Eines müssen wir aber auch festhalten: Das Verhalten der Menschen wirkt sich auf die Schöpfung aus. Der Apostel Paulus sagt dies ausdrücklich im Römberbrief (8,20.22): “Denn die ganze Schöpfung wartet sehnsüchtig auf das offenbar werden der Söhne Gottes ... Auch die Schöpfung soll von der Sklaverei und Verlorenheit befreit werden zur Freiheit und Herrlichkeit der Kinder Gottes." Wo aber die Sünde vorherrscht - und wir können unserer Zeit diesbezüglich sicher kein gutes Zeugnis ausstellen -, da “seufzt" die Schöpfung und liegt sie “in Geburtswehen" (Vgl Röm 8,23), da können auch Naturkatastrophen die Folge sein. Eines ist allerdings ausdrücklich festzuhalten: Wie die Zusammenhänge laufen, durchschauen wir nicht. Und keinesfalls darf man die Opfer zu Sündenböcken stempeln. Man bedenke allein, wieviele Kinder umgekommen sind!

Eine Begebenheit aus dem Neuen Testament trifft dazu eine eindeutige Aussage: “Zu dieser Zeit kamen einige Leute zu Jesus und berichteten ihm von den Galiläern, die Pilatus beim Opfern umbringen ließ, so daß sich ihr Blut mit dem ihrer Opfertiere vermischte. Da sagte er zu ihnen: Meint ihr, daß nur diese Galiläer Sünder waren, weil das mit ihnen geschehen ist, alle andere Galiläer aber nicht? Nein, im Gegenteil: Ihr alle werdet genauso umkommen, wenn ihr euch nicht bekehrt." (Lk 13,1-3)

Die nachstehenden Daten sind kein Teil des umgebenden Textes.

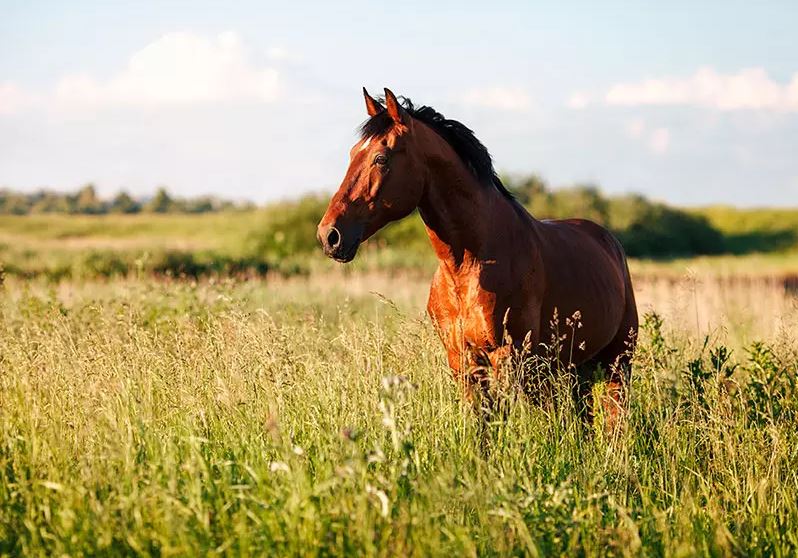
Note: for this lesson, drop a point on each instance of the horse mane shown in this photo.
(459, 136)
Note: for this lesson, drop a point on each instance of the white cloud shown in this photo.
(13, 98)
(502, 98)
(747, 89)
(178, 68)
(579, 100)
(659, 140)
(635, 128)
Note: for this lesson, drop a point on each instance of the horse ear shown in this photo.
(396, 111)
(372, 106)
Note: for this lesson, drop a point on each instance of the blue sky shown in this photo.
(689, 102)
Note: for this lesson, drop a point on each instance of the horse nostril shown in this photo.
(333, 238)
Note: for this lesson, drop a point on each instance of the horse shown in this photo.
(503, 277)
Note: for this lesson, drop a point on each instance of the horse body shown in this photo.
(505, 280)
(520, 279)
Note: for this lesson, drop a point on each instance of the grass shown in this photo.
(281, 238)
(308, 416)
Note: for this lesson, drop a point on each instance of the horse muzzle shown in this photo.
(338, 242)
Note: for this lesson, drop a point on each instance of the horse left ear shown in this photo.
(395, 110)
(372, 106)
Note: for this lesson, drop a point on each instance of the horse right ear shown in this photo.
(372, 106)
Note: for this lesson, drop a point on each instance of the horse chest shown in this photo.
(463, 314)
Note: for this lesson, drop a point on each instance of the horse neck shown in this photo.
(467, 222)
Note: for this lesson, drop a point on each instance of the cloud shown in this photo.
(579, 100)
(658, 140)
(635, 128)
(178, 68)
(13, 98)
(750, 88)
(502, 98)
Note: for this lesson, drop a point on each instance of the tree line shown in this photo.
(86, 201)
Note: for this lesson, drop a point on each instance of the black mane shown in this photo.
(459, 136)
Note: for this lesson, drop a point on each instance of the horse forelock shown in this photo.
(459, 136)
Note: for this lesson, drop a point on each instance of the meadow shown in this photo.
(308, 409)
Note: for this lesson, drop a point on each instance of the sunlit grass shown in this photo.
(311, 416)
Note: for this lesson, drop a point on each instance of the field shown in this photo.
(312, 413)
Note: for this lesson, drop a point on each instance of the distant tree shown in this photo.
(203, 204)
(161, 202)
(528, 188)
(50, 202)
(87, 201)
(13, 203)
(123, 203)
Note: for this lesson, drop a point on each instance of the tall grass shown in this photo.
(311, 417)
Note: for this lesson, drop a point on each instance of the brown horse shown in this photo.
(502, 274)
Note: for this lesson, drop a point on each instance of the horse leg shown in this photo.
(616, 361)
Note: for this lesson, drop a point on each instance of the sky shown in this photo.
(692, 103)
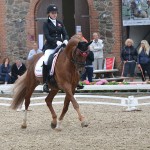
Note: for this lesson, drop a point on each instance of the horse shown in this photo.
(136, 12)
(70, 62)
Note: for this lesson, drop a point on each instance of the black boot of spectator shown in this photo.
(45, 88)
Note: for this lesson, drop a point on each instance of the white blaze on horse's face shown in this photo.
(53, 15)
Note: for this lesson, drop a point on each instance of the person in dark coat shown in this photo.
(89, 67)
(129, 58)
(55, 35)
(5, 69)
(17, 70)
(144, 59)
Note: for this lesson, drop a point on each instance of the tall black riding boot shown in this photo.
(45, 76)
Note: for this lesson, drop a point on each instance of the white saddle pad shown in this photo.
(39, 67)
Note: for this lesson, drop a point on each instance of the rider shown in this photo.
(55, 35)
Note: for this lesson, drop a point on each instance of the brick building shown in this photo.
(21, 23)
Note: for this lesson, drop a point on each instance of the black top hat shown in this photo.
(52, 7)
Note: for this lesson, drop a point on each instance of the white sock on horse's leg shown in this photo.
(58, 127)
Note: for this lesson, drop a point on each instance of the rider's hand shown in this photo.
(65, 42)
(58, 43)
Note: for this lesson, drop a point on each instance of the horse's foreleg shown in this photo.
(24, 124)
(27, 103)
(76, 107)
(49, 100)
(65, 109)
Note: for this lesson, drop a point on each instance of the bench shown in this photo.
(105, 72)
(118, 79)
(108, 70)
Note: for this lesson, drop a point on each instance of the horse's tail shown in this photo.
(19, 91)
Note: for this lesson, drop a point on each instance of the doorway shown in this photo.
(72, 13)
(68, 16)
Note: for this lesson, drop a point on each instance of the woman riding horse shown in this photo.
(70, 62)
(55, 34)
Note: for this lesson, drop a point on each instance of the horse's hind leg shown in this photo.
(49, 100)
(65, 109)
(76, 107)
(27, 103)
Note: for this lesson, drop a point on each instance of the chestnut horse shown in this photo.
(70, 61)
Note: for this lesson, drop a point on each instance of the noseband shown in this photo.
(79, 64)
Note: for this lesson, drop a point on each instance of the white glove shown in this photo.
(65, 42)
(58, 43)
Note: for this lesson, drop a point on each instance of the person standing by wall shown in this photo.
(144, 59)
(5, 69)
(129, 57)
(34, 51)
(97, 48)
(17, 70)
(82, 37)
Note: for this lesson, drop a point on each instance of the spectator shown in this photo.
(88, 67)
(34, 51)
(17, 70)
(82, 37)
(144, 59)
(128, 57)
(5, 69)
(97, 48)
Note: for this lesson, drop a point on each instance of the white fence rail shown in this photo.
(130, 102)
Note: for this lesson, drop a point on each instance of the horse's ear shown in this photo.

Es ist, wie gesagt, ein großes Geheimnis, daß Gott all unser schöpfungswidriges Agieren zuläßt - wirklich schwer verständlich. Aber wir dürfen darauf vertrauen, daß Er auch in der jüngsten Katastrophe schon viel Gutes gewirkt hat und durch sie noch wirken wird. Für uns alle aber könnte das Ereignis ein Anlaß sein, uns zu fragen, ob wir nicht einer neuerlichen Zuwendung zum Herrn bedürfen, damit wir “nicht genauso umkommen". Um zu erreichen, daß viele nicht ebenso umkommen, läßt Gott wohl auch Katastrophen zu.

Solche Ereignisse sollen uns aus unserer Lethargie reißen, sie sollen uns aufmerksam machen für die vielen Katastrophen, die weltweit und in unserer Umgebung geschehen. Die eindrucksvolle weltweite Hilfsbereitschaft könnte ein Anfang sein, wenn sie sich nicht schon in wenigen Tagen erschöpft, kaum daß sich die Aufmerksamkeit der Medien neuen Themen zugewendet haben wird.

Katastrophen sind auch ein Anruf Gottes, der uns in solchen Grenzsituation erkennen läßt, wie begrenzt der Mensch ist. So wäre das Geschehen in Südostasien wieder ein Anlaß,von den Allmachtsphantasien des neuzeitlichen Denkens Abstand zu nehmen und uns in die rettenden Arme des einzig wirklich Allmächtigen zu flüchten, der uns aus der Sündenverflochtenheit der Welt herauslösen will und Hoffnung jenseits des Leids zu schenken vermag.

Und die Lektion für unseren Alltag: Wie rasch kann doch von heute auf morgen alle materielle Absicherung verlorengehen! Wie rasch kann das Leben zu Ende sein! Sollte nicht das Bild des Vaters, der sein totes Kind im Arm trägt, dazu anregen, mit Freude auf unsere Kinder zu blicken? Uns aufmerksam zu machen, wie kostbar die Kleinen, die Schwachen sind? Und sollten die Tränen der allein Zurückgebliebenen uns nicht mahnen, daß wir die Beziehung zu unseren Lieben viel mehr schätzen und pflegen sollten?